Profile Across Domains

Our second research question was whether there is a characteristic “autism profile” on the domains of the VABS, at least for age equivalents. Because of the previously described differences as a function of cognitive level, we decided to examine profiles across the four VABS domains and across our six cognitive level subgroups, using the logic of Profile Analysis as outlined by Tabachnick and Fidell (2007). Figure 1 depicts standard scores and Fig. 2 age equivalent scores on each domain on the VABS for each cognitive level subgroup. Two repeated measures multivariate analyses of covariance were performed, one for each type of score, with 6 cognitive levels (between) and 4 VABS domains (within), and CA as a covariate. The first step in profile analysis is to examine the interaction (the parallelism test). In the case of the standard scores, the profiles were not parallel (Wilks Λ = .64, F(15,776) = 9.16, < .001, η 2 = .14). As seen in Fig. 1, the Communication domain is highest for the average and borderline subgroups whereas it tends to be the lowest among the other groups. The second step in profile analysis is the between-subjects test (the levels test), which indicated that the higher IQ groups in general had higher scores across domains (F(5,283) = 54.26, p < .001, η 2 = .49). The third step is the within-subjects test (the flatness test), which suggested that some domains are higher than others regardless of group, although with a medium effect size (F(3,283) = 29.06, < .001, η 2 = .09). Although there was a profile associated with standard scores, it was clearly not the “autism profile” described previously (highest to lowest: Motor, Daily Living, Communication, Socialization). Although Motor scores tended to be the highest in most cases, Socialization was generally higher than Daily Living and Communication.

Fig. 1
figure 1

Profile of VABS standard scores at different levels of cognitive functioning

Fig. 2
figure 2

Profile of VABS age equivalent scores at different levels of cognitive functioning

The same analyses were conducted for age equivalent scores. Again VABS profiles differed across levels of cognitive functioning (Wilks Λ = .68, F(15, 849) = 6.94, < .001, η 2 = .11). As seen in Fig. 2, the profiles were more pronounced than for standard scores and generally had the same pattern except for high Communication scores among the average and borderline groups. There was also a significant main effect for levels or IQ group (F(5, 283) = 63.90, p < .001, η 2 = .53) and a significant main effect for flatness or domain (F(3, 283) = 8.78, p < .001), although the effect size was small (η 2 = .03). This significant effect of domain confirms the existence of the “autism profile” for age equivalents, whereby generally Motor is highest, followed by Daily Living and Communication (except in the two highest functioning groups), and then Socialization lowest.

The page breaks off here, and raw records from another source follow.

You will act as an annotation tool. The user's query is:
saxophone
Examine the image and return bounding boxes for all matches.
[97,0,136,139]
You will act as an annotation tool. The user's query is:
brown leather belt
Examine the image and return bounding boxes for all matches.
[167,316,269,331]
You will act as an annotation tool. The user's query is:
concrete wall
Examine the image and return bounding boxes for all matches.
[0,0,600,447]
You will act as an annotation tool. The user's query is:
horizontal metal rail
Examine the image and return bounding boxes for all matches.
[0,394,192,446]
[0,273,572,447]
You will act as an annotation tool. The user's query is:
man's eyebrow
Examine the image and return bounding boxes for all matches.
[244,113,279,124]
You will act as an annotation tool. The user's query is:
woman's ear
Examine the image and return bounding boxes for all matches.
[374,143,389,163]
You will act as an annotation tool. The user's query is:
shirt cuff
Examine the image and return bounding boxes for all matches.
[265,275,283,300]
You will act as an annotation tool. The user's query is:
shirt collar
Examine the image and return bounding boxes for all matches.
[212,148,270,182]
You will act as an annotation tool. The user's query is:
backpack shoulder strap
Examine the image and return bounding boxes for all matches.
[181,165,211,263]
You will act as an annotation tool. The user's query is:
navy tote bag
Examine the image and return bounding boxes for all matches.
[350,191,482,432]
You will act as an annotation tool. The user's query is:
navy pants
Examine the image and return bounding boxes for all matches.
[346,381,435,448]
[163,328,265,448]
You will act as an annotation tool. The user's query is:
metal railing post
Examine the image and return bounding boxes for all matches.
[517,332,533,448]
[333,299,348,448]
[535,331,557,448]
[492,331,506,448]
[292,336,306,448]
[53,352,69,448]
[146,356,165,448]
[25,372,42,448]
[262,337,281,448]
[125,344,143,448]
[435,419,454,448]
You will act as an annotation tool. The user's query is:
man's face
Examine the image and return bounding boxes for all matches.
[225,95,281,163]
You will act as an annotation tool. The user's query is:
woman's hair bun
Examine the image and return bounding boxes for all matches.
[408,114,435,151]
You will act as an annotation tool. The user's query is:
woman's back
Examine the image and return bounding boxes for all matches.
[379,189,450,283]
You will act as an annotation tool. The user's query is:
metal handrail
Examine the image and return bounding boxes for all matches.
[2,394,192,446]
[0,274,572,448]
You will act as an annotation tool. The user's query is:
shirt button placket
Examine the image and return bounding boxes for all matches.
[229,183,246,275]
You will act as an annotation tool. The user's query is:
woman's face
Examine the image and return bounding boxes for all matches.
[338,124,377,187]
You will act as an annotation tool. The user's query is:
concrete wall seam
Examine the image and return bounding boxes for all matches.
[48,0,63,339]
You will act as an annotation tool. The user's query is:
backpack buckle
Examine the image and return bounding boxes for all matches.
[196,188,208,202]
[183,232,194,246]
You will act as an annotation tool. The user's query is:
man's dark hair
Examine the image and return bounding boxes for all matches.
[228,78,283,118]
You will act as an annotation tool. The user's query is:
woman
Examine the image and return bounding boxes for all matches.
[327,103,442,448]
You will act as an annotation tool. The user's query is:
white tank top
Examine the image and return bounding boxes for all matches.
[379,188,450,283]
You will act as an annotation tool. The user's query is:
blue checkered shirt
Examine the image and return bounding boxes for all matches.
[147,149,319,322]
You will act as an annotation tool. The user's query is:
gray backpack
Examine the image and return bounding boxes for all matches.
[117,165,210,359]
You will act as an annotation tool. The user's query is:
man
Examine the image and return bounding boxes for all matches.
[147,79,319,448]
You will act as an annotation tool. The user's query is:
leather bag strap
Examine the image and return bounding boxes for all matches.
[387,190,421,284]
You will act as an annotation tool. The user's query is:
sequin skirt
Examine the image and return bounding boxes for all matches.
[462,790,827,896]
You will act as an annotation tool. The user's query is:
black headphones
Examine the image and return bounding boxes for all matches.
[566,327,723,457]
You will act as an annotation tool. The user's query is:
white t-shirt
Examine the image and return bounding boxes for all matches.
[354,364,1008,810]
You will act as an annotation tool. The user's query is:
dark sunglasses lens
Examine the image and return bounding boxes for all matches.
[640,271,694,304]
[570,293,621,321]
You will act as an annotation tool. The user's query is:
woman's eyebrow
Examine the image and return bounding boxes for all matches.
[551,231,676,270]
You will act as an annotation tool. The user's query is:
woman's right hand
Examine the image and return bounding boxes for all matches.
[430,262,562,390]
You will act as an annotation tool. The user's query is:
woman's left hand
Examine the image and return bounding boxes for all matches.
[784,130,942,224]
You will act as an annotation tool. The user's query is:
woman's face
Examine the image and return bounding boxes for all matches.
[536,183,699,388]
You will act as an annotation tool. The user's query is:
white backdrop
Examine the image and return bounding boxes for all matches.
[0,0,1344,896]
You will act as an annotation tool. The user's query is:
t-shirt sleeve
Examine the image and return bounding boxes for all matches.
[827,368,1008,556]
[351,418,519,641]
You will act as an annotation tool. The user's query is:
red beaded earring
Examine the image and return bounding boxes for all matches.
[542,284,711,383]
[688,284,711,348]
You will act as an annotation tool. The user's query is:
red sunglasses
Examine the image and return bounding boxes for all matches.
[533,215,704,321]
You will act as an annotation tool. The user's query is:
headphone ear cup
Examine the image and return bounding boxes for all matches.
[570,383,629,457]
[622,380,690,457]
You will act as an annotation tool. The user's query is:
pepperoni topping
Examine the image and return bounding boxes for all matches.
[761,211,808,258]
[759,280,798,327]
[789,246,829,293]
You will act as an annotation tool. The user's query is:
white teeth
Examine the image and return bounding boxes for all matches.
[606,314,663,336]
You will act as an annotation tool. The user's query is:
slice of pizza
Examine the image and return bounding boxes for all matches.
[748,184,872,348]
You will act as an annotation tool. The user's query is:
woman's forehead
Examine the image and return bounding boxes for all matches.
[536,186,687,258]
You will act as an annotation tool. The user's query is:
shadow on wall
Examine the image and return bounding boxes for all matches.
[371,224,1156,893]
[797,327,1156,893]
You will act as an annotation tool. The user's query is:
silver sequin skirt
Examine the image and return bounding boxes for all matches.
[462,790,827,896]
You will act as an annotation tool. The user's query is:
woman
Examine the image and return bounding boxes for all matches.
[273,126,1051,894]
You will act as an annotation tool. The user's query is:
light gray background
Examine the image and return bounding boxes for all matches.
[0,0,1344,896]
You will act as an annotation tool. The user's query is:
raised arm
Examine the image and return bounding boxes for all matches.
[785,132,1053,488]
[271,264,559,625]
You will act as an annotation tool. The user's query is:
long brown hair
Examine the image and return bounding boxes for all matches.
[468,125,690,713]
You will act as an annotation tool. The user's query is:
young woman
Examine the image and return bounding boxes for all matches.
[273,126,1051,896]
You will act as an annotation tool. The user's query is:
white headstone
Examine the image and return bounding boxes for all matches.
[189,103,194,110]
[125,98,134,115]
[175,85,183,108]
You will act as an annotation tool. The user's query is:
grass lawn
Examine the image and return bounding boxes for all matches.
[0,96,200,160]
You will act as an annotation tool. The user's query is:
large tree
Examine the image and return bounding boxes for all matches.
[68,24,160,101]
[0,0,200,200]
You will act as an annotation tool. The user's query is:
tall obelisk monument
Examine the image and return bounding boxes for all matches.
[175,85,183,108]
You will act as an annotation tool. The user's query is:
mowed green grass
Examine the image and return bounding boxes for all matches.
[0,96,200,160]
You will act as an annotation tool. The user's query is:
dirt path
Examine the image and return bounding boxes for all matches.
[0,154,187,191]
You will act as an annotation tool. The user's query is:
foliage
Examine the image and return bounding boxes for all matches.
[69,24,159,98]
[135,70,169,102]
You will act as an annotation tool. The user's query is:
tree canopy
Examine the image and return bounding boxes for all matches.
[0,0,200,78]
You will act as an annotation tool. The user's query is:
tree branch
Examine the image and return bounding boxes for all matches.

Differences in VABS Scores and Profiles Across Diagnostic Groups

Our third research question examined differences in VABS profiles as a function of specific diagnosis. First, we examined VABS scores in two sets of individually matched subsamples from our dataset: (a) 28 pairs of children with autism versus MR (without autism); and (b) 48 pairs of children with autism versus PDD-NOS. For the first set of analyses, each child with MR in our sample was individually matched to a child with autism of similar CA and MA (both within 3 months). Consistent with best practice for group-matching designs (see Mervis and Klein-Tasman 2004), p values for comparisons involving control variables exceeded 0.50. The two groups were virtually equivalent for CA (M = 52.25 [SD = 10.76] months versus 52.39 [10.55] months, t(27) = −.51, p = .62), MA (M = 26.11 [SD = 6.71] months versus 26.24 [7.57] months, t(27) = −.397, p = .70) and IQ estimate (= 50.64 [SD = 2.02] versus 50.31 [2.04], t(27) = .55, = .59). As expected, CARS scores were much lower for the children with MR (= 23.23 [SD = .3.02] versus autism 34.57 [SD = 3.30], t(54) = 13.42, p < .001).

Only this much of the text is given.